For more information on how parameterization works, review the [papermill documentation](https://papermill.readthedocs.io/en/latest/usage-parameterize.html#how-parameters-work).


In [2]:
channels = {"artifact_id": "<artifact_id>"}
analysis_options = []
workspace_id = ""

### Supported Input analysis options and their output types

1. Mean: The central value of the data set.
2. 2 STD: Two standard deviations from the mean.
3. -2 STD: Negative two standard deviations from the mean.
4. Min: The minimum value in the data set.
5. Max: The maximum value in the data set.
6. Moving Mean: The central value of the most recent X data points.
7. Cpk: The process capability index. Describes the ability of a process to provide output that will be within the required specifications consistently.
8. Cp: The process capability. The process capability is a measure of the potential for a process to provide output that is within upper and lower specification limits.

In [3]:
supported_analysis = [
    {"id": "min", "type": "scalar"},
    {"id": "max", "type": "scalar"},
    {"id": "mean", "type": "scalar"},
    {"id": "2std", "type": "scalar"},
    {"id": "-2std", "type": "scalar"},
    {"id": "moving_mean", "type": "vector"},
    {"id": "cp", "type": "vector"},
    {"id": "cpk", "type": "vector"},
]

supported_analysis_options = list(map(lambda x: x["id"], supported_analysis))

### Utility Functions

#### Validating Analysis options

In [4]:
def validate_analysis_options(analysis_options) -> None:
    analysis_options = list(map(str.strip, analysis_options))

    invalid_options = list(set(analysis_options) - set(supported_analysis_options))

    if invalid_options:
        raise DataSpaceAnalyzerError(
            "The analysis failed because the following options are not supported: {0}.".format(
                ", ".join(invalid_options)
            )
        )

#### Analyzing channel data

In [6]:
def analyze_channel_data(channel_data: pd.DataFrame) -> pd.DataFrame:
    data_space_analyzer = DataSpaceAnalyzer(dataframe=channel_data)
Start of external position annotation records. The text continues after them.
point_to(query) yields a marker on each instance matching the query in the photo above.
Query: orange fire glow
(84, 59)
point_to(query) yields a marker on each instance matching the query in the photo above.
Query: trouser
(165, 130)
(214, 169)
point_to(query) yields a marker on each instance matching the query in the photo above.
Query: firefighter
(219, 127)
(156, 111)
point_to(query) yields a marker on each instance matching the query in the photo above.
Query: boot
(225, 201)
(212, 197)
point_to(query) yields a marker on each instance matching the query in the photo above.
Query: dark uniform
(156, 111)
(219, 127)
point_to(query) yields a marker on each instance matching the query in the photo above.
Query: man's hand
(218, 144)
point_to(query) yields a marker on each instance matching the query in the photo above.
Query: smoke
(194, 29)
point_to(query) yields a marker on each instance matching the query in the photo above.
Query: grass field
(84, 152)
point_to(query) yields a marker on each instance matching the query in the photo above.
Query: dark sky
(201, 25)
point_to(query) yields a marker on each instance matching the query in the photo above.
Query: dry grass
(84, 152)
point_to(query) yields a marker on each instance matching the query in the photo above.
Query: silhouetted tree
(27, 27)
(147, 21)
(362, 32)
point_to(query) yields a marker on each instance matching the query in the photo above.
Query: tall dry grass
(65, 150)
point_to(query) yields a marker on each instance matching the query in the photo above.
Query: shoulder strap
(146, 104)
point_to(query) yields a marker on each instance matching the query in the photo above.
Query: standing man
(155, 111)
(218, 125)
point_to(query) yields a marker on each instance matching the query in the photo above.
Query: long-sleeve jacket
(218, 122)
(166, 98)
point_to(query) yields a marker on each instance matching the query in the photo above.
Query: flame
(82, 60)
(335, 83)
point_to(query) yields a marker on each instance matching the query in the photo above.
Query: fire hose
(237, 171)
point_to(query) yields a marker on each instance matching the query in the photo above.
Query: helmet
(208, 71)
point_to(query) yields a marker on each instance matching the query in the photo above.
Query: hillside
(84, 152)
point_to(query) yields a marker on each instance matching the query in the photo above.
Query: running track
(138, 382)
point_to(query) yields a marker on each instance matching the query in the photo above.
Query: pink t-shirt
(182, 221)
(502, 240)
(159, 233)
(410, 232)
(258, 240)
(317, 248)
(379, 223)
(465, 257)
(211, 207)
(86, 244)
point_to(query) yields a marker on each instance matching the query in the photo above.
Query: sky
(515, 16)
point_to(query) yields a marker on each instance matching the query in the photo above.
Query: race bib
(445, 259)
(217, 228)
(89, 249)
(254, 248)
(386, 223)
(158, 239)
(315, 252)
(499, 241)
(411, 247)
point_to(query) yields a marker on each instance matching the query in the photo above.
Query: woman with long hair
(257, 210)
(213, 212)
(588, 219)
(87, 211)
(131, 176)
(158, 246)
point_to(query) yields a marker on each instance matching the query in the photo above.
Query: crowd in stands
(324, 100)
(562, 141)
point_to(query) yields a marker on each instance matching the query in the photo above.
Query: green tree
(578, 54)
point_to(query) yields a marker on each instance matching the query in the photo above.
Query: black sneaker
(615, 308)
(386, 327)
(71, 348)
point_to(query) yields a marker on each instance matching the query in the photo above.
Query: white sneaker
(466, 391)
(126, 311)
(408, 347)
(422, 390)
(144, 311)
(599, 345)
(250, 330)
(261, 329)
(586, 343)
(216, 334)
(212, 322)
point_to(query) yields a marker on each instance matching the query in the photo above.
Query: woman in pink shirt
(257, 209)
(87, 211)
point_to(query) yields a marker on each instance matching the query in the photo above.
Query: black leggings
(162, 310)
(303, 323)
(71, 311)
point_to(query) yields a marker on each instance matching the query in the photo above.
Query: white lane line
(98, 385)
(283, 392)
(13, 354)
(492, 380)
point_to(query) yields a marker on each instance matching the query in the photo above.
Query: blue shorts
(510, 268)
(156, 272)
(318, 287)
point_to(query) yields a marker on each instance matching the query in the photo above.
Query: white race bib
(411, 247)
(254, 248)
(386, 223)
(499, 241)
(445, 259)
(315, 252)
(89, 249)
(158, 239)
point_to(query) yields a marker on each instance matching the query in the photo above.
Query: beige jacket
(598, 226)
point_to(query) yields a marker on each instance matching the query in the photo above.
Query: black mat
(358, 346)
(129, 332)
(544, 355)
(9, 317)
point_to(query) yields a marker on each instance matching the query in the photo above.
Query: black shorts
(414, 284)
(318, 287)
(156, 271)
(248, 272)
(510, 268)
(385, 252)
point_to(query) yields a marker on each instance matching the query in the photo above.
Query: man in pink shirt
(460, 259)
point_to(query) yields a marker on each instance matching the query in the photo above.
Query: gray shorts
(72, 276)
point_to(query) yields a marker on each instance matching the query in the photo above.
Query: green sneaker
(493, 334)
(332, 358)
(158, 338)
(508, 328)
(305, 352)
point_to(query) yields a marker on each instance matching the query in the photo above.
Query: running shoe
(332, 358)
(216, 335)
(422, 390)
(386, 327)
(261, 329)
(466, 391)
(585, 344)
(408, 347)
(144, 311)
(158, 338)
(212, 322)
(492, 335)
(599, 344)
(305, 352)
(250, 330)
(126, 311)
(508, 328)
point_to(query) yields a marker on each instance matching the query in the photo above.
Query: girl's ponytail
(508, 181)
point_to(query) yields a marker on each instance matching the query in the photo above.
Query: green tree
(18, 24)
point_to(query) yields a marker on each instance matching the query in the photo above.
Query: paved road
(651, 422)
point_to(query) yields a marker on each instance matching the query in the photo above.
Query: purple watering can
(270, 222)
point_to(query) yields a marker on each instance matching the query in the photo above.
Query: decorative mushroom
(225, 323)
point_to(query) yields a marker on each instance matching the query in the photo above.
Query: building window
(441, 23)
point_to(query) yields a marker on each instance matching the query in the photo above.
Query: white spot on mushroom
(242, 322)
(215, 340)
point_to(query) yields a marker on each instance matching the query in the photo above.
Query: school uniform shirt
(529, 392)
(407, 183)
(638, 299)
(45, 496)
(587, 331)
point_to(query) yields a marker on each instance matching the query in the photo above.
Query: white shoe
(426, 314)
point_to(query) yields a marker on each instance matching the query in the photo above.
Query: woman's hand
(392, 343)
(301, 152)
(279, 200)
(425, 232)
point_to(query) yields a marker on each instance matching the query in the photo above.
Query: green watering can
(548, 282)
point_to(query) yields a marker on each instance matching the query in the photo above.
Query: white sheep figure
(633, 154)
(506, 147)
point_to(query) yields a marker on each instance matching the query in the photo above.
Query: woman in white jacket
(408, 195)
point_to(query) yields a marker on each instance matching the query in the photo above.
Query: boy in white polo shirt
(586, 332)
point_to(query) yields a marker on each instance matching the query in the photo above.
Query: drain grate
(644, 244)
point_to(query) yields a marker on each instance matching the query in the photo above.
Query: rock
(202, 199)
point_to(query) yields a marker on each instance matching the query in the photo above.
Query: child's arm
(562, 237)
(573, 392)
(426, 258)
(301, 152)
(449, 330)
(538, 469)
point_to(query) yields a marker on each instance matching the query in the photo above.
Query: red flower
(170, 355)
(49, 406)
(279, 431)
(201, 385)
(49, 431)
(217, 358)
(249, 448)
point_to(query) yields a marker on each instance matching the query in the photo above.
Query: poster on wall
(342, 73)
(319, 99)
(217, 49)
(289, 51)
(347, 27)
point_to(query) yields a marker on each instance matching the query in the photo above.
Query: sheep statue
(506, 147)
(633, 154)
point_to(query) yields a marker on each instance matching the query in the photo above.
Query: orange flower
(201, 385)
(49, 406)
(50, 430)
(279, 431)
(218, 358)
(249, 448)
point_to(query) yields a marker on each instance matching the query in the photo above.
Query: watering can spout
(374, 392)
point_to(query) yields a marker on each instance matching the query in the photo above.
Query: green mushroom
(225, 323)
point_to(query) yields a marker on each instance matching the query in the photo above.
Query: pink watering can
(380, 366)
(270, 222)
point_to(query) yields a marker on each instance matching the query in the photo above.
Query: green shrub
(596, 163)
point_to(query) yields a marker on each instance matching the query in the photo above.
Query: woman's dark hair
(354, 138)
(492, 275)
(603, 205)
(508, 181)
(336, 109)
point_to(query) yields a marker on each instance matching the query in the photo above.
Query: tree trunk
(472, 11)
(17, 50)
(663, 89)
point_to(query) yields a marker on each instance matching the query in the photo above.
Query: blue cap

    for option in analysis_options:
        if option == "min":
            data_space_analyzer.compute_min()
        elif option == "max":
            data_space_analyzer.compute_max()
        elif option == "mean":
            data_space_analyzer.compute_mean()
        elif option == "2std":
            data_space_analyzer.compute_2std()
        elif option == "-2std":
            data_space_analyzer.compute_negative_2std()
        elif option == "moving_mean":
            data_space_analyzer.compute_moving_mean()
        elif option == "cp":
            data_space_analyzer.compute_cp()
        elif option == "cpk":
            data_space_analyzer.compute_cpk()

    return data_space_analyzer.generate_analysis_output(
        analysis_options=analysis_options, supported_analysis=supported_analysis
    )

### Validating and Analyzing Channels

In [7]:
analysis_options = list(map(str.lower, analysis_options))
final_result = []

try:
    validate_analysis_options(analysis_options)
    data_space_analyzer = DataSpaceAnalyzer(pd.DataFrame())
    channels = data_space_analyzer.load_dataset(channels)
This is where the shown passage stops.